Para ilustrar a discussão acerca da questão racial, recomendo a leitura do livro intitulado: Uma gota de Sangue: uma história do pensamento racial, escrito pelo Sociólogo e Geógrafo Demétrio Magnoli e professor da USP. Nesta obra recentemente lançada, o autor descreve em detalhes a história dos personagens que inventaram a raça e a dos que lutaram contra essa invenção. É a história do encontro do Mito da Raça com a Política. Vale a pena conferir e sugerir como leitura para aqueles que gostam de aprofundar um pouco mais nas questões que envolvem raça e preconceito. 

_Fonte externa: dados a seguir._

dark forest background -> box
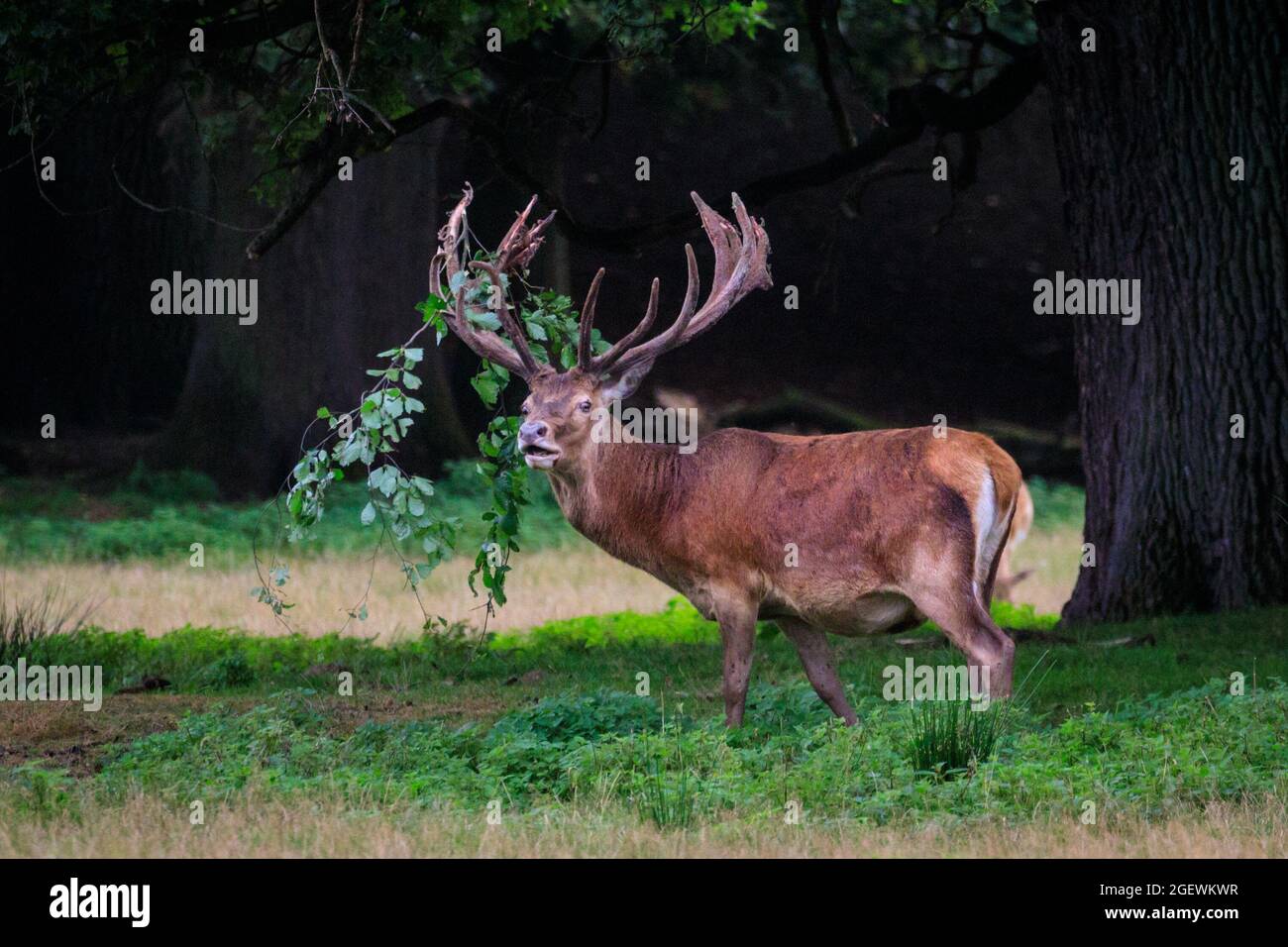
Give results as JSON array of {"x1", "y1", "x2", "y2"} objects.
[{"x1": 0, "y1": 0, "x2": 1288, "y2": 626}]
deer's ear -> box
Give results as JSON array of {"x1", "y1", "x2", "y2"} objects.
[{"x1": 599, "y1": 362, "x2": 653, "y2": 401}]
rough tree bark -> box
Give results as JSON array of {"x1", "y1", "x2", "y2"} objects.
[{"x1": 1035, "y1": 0, "x2": 1288, "y2": 622}]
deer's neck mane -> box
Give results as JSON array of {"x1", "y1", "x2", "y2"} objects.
[{"x1": 550, "y1": 443, "x2": 699, "y2": 575}]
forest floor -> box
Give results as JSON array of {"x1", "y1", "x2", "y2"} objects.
[{"x1": 0, "y1": 481, "x2": 1288, "y2": 857}]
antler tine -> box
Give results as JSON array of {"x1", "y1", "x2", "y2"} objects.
[
  {"x1": 429, "y1": 183, "x2": 554, "y2": 378},
  {"x1": 595, "y1": 193, "x2": 773, "y2": 371},
  {"x1": 471, "y1": 261, "x2": 541, "y2": 377},
  {"x1": 588, "y1": 277, "x2": 662, "y2": 374},
  {"x1": 577, "y1": 266, "x2": 604, "y2": 371},
  {"x1": 593, "y1": 244, "x2": 700, "y2": 373}
]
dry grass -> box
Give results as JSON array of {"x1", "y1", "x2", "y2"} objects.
[
  {"x1": 7, "y1": 545, "x2": 675, "y2": 640},
  {"x1": 5, "y1": 528, "x2": 1082, "y2": 640},
  {"x1": 0, "y1": 797, "x2": 1288, "y2": 858},
  {"x1": 1012, "y1": 527, "x2": 1082, "y2": 614}
]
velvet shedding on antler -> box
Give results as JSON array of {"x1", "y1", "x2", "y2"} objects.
[{"x1": 430, "y1": 184, "x2": 773, "y2": 378}]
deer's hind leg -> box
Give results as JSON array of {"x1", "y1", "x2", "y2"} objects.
[
  {"x1": 715, "y1": 600, "x2": 756, "y2": 727},
  {"x1": 777, "y1": 618, "x2": 859, "y2": 727},
  {"x1": 912, "y1": 586, "x2": 1015, "y2": 698}
]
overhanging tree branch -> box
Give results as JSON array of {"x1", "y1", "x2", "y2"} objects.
[{"x1": 246, "y1": 49, "x2": 1042, "y2": 259}]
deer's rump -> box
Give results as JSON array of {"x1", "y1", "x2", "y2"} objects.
[{"x1": 682, "y1": 428, "x2": 1020, "y2": 634}]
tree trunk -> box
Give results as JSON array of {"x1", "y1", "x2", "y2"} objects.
[{"x1": 1035, "y1": 0, "x2": 1288, "y2": 622}]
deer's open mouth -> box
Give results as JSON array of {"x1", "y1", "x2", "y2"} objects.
[{"x1": 519, "y1": 442, "x2": 561, "y2": 471}]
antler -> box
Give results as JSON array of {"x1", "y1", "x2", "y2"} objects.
[
  {"x1": 429, "y1": 183, "x2": 555, "y2": 378},
  {"x1": 577, "y1": 193, "x2": 774, "y2": 374}
]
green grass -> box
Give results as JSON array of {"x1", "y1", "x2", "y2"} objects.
[
  {"x1": 10, "y1": 599, "x2": 1288, "y2": 711},
  {"x1": 0, "y1": 463, "x2": 576, "y2": 565},
  {"x1": 0, "y1": 472, "x2": 1083, "y2": 563},
  {"x1": 0, "y1": 604, "x2": 1288, "y2": 828}
]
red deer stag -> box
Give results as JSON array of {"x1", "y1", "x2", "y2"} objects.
[{"x1": 430, "y1": 187, "x2": 1020, "y2": 727}]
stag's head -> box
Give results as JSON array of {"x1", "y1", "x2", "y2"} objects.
[{"x1": 430, "y1": 184, "x2": 773, "y2": 472}]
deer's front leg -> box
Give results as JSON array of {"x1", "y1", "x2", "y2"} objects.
[{"x1": 716, "y1": 603, "x2": 756, "y2": 727}]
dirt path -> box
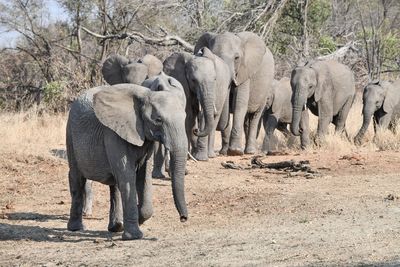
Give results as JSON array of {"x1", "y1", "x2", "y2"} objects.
[{"x1": 0, "y1": 152, "x2": 400, "y2": 266}]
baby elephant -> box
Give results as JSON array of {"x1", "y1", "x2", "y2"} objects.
[
  {"x1": 66, "y1": 75, "x2": 188, "y2": 239},
  {"x1": 354, "y1": 80, "x2": 400, "y2": 145},
  {"x1": 262, "y1": 78, "x2": 310, "y2": 154}
]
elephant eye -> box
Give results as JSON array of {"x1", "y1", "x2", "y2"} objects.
[{"x1": 154, "y1": 117, "x2": 162, "y2": 124}]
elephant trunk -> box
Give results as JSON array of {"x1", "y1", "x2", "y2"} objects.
[
  {"x1": 290, "y1": 88, "x2": 306, "y2": 136},
  {"x1": 195, "y1": 90, "x2": 215, "y2": 137},
  {"x1": 354, "y1": 106, "x2": 374, "y2": 145},
  {"x1": 170, "y1": 139, "x2": 188, "y2": 222}
]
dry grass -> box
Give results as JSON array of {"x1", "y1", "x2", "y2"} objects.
[
  {"x1": 0, "y1": 110, "x2": 67, "y2": 156},
  {"x1": 0, "y1": 95, "x2": 400, "y2": 160}
]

Assista um pequeno vídeo, onde o sociólogo Demétrio Magnoli é entrevistado para falar sobre o livro.


2 comentários:

Luiz Domingos disse...

Salve Carlos!
a disposição para esse debate é fundamental, principalmente para sair do senso comum. Entretanto, esse sociólogo é um reconhecido combatente das cotas raciais em qualquer instância. E nesse ponto, ele apregoa certas teses que são, em essência, a defesa da manutenção do atual estado de diferença de oportunidades entre negros e brancos. Afirmar que as diferenças étnicas é reultado de construções históricas parece servir, no argumento dele, para afirmar que negros e brancos convivem bem no 'racismo à brasileira'. E isso é omitir as drásticas desigualdades resultantes da cor da pele. Aqui uma bela resenha do livro do Magnoli: http://www1.folha.uol.com.br/fsp/ilustrad/fq2609200922.htm

Abraço

Professor Carlos disse...

Grande amigo Domingos,

Primeiro, é uma honra ter um comentário seu no meu blog, aliás somos amigos de infância e mais ainda, nos tornamos companheiros de profissão, professor e sociólogo.
A proposta de levantar um debate acerca do tema das cotas raciais, é uma idéia que vem dando certo, principalmente com alunos do ensino médio. No espaço do blog, pensei em iniciar com o polêmico livro do Sociólogo Demétrio, que na minha opinião, é um sociólogo burocrático longe dos grandes embates que consideram a diferença algo ainda a superar, ele coloca nos seus textos realidades de sociedades que não tiveram e não tem a mesma lógica da sociedade brasileira, quanto as cotas, estamos discutindo, de forma gradual, com alunos e professores e em breve estaremos propondo a participação junto aos movimentos sociais. A minha intenção é propor uma discussão um pouco mais aprofundada a respeito das cotas e tenho escolhido, não por acaso, algumas falas do sociólogo Demétrio, que todos sabemos, tem se esforçado para distanciar-se das desigualdades cruciais entre negros e brancos, no mais, sou a favor das Cotas Sociais e tenho uma grande preocupação com esse tema, porque o risco é muito grande de cair no senso comum, algo que já acontece, e outro medo, é que as pessoas possam se embriagar com discursos fáceis, preconceituosos e demagógicos com em relação a esse tema. Um grande abraço!